En un primer análisis crítico de su contenido, al contrario de lo que hacen los medios convencionales de prensa, conviene resaltar que, el acuerdo no deroga la ley de 2011 del gobierno Zapatero, apoyada por CC.OO. y U.G.T., ni la del PP de 2013, aunque algunos aspectos sustanciales de esta última sí se modifican al desaparecer el factor de sostenibilidad. Es decir, la edad de jubilación ordinaria seguirá siendo la de los 67 años del año 2011, y el cálculo de la pensión se hará en base a 25 años cotizados, lo que supone que, para el año 2022, cuando concluya su aplicación, la bajada estimada de la pensión inicial habrá sido de un 30%, a la vez que se penalizará todavía más la jubilación anticipada, con el objetivo de forzar el retraso de la edad efectiva de jubilación, aproximándola a la legal. Y, lo más inquietante, que la mayoría de las pensiones – en torno al 60% -, seguirán sin alcanzar el Salario Mínimo Interprofesional y menos todavía los 1084 euros que establece la Carta Social Europea, ni mucho menos se reduce la brecha de género.

En definitiva, la Comisión ha parido un borrador vacío, sin contenido real y lleno de contradicciones, asentado en tres pilares a saber lo que ya sabíamos casi todos: volver a vincular las pensiones al IPC, acercar la edad de jubilación real a la legal y desplazar los gastos de la Administración de la Seguridad Social a los presupuestos de la Administración del Estado.

No obstante, es preciso señalar que la actualización de las pensiones con el IPC no representa ninguna subida real, simplemente se trata de impedir que se reduzca su cuantía. Tampoco constituye un coste real para el Estado, porque si la inflación eleva en términos nominales el gasto público, incluyendo las pensiones, en la misma medida incrementa los ingresos de todas las administraciones públicas.

La única propuesta concreta del documento está en la edad de jubilación, donde se pide al Gobierno que presente un plan en tres meses, al objeto de penalizar las jubilaciones anticipadas e incentivar la prolongación del trabajo más allá de los 67 años. Éste es un tema, por cierto, para el que no hay acuerdo ni siquiera en el mismo Gobierno que debe presentar la recomendación. No hay ninguna petición concreta de cómo penalizar las jubilaciones anticipadas o promover el alargamiento de la vida activa.

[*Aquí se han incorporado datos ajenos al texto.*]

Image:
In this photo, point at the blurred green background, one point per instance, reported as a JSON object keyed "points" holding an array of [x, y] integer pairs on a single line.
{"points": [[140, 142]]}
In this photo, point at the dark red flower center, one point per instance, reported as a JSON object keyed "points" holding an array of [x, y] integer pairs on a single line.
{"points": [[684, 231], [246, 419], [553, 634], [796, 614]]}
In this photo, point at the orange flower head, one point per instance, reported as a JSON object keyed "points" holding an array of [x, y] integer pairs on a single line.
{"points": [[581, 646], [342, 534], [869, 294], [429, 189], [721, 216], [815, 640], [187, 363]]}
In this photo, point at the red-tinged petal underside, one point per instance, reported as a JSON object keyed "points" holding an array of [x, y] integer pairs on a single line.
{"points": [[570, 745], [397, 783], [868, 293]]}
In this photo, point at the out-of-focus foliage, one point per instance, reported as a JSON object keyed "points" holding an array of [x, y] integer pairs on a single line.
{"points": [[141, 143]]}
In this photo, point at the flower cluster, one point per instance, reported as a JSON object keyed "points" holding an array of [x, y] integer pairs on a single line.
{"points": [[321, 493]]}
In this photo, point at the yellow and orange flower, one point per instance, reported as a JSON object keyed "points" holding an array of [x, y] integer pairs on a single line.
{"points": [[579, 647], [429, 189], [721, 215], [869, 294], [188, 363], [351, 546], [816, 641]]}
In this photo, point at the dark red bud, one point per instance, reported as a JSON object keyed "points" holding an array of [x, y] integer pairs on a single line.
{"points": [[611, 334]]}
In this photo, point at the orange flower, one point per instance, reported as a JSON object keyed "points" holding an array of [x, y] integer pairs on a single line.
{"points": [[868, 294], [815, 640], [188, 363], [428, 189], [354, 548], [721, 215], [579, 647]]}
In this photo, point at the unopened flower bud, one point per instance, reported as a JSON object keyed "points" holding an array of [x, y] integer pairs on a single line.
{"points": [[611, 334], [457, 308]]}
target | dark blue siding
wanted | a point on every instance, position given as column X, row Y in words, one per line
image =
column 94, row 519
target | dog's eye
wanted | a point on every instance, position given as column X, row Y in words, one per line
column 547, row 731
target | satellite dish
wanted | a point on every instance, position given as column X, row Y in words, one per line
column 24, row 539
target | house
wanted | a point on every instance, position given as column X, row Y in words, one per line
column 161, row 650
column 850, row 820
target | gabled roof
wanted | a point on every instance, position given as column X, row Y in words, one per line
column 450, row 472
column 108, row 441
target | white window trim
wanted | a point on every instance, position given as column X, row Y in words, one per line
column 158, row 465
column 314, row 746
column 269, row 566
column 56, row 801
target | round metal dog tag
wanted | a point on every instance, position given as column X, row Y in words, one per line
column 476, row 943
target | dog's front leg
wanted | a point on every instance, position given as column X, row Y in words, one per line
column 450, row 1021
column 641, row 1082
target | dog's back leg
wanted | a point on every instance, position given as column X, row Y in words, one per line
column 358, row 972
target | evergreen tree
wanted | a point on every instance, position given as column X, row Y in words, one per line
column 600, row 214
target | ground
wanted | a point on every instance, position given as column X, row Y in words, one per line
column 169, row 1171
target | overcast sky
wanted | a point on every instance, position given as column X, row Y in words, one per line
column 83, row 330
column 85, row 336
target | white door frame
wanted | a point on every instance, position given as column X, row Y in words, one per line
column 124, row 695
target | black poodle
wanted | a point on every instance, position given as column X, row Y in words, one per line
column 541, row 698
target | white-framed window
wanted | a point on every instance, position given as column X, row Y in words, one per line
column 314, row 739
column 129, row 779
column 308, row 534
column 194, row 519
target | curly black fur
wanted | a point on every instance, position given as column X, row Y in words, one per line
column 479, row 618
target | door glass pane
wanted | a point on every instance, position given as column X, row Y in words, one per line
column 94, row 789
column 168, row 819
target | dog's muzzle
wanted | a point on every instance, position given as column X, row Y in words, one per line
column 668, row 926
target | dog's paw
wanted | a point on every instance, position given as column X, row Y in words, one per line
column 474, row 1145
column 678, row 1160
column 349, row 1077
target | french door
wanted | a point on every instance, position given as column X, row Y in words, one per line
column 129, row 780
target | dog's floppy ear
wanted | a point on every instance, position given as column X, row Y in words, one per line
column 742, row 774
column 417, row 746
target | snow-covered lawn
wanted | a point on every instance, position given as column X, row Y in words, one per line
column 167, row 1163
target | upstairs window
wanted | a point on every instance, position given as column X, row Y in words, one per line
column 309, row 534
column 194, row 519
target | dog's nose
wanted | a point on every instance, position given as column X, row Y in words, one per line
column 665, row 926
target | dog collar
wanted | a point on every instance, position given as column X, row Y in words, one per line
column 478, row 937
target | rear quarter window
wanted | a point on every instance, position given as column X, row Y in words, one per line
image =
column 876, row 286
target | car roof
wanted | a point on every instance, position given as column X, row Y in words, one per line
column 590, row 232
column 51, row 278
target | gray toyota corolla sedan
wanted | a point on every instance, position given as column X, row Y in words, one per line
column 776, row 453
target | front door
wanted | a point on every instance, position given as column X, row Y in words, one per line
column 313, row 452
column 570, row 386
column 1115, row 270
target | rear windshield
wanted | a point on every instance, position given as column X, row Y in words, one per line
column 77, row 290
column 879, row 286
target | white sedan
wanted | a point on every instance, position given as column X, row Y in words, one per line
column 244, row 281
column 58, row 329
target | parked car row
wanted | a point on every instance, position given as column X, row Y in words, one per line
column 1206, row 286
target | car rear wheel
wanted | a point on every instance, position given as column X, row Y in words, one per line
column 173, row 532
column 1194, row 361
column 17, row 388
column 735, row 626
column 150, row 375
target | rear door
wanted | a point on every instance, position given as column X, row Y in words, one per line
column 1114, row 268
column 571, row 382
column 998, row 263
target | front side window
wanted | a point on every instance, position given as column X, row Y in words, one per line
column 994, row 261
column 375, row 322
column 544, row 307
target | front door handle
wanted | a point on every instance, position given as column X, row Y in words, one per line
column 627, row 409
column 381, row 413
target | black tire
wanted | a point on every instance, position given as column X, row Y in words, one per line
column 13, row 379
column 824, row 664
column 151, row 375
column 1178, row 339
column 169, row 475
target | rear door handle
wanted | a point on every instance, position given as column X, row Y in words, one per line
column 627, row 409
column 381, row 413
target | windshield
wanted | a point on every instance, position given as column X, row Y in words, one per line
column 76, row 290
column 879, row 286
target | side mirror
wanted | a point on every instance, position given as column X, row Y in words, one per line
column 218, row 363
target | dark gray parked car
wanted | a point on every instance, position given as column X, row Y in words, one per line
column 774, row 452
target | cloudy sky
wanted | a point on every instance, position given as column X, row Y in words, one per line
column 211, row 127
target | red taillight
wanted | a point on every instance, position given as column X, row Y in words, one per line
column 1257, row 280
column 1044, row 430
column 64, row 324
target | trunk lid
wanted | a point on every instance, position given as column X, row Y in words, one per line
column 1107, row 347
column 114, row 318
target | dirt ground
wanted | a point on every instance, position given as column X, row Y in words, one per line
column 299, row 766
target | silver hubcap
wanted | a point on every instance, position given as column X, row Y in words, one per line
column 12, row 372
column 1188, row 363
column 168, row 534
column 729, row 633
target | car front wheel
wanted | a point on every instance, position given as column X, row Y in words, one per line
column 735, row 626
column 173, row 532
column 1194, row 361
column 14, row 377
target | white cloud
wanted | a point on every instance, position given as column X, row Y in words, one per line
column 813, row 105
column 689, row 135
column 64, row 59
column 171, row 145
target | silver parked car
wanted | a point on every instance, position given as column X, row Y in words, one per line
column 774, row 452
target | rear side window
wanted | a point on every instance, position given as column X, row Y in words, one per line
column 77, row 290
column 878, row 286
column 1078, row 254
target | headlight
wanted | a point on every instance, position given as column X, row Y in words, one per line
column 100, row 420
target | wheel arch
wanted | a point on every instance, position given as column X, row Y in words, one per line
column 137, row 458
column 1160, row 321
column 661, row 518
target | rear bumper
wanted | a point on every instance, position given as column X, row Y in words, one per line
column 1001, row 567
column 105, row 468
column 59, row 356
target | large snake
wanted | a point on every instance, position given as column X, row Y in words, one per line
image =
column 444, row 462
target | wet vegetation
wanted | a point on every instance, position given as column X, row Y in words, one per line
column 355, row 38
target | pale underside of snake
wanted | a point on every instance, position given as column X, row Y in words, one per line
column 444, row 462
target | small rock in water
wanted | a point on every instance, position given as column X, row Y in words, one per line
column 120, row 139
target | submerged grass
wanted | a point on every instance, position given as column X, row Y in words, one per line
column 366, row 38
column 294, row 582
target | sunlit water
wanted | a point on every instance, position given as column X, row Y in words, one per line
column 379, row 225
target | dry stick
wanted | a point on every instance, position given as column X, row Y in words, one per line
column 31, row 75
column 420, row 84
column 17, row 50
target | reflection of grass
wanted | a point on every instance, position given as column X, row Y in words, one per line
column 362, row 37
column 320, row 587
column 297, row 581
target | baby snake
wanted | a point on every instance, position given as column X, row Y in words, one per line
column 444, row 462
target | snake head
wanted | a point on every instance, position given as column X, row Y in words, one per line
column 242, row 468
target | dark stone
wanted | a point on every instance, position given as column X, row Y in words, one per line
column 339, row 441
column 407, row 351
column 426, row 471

El texto presentado al gobierno contiene además un elemento fundamental que profundiza claramente en la privatización del Sistema Público de Pensiones de acuerdo con el Plan Europeo de Pensiones Privadas (PePP), aprobado muy recientemente por el Parlamento Europeo. Se trata de los planes de pensiones complementarios o colectivos, es decir, la desviación de una parte del salario directo del trabajador a salario diferido mediante fondos de pensiones negociados en los convenios de empresa o sector que, siguiendo el modelo vasco que, en la realidad, es el implantado en el Reino Unido, servirá para que los gestores de esos fondos – la banca, las aseguradoras y los mismísimos sindicatos de UGT y CC.OO. – hagan negocio o se financien a través de ellos.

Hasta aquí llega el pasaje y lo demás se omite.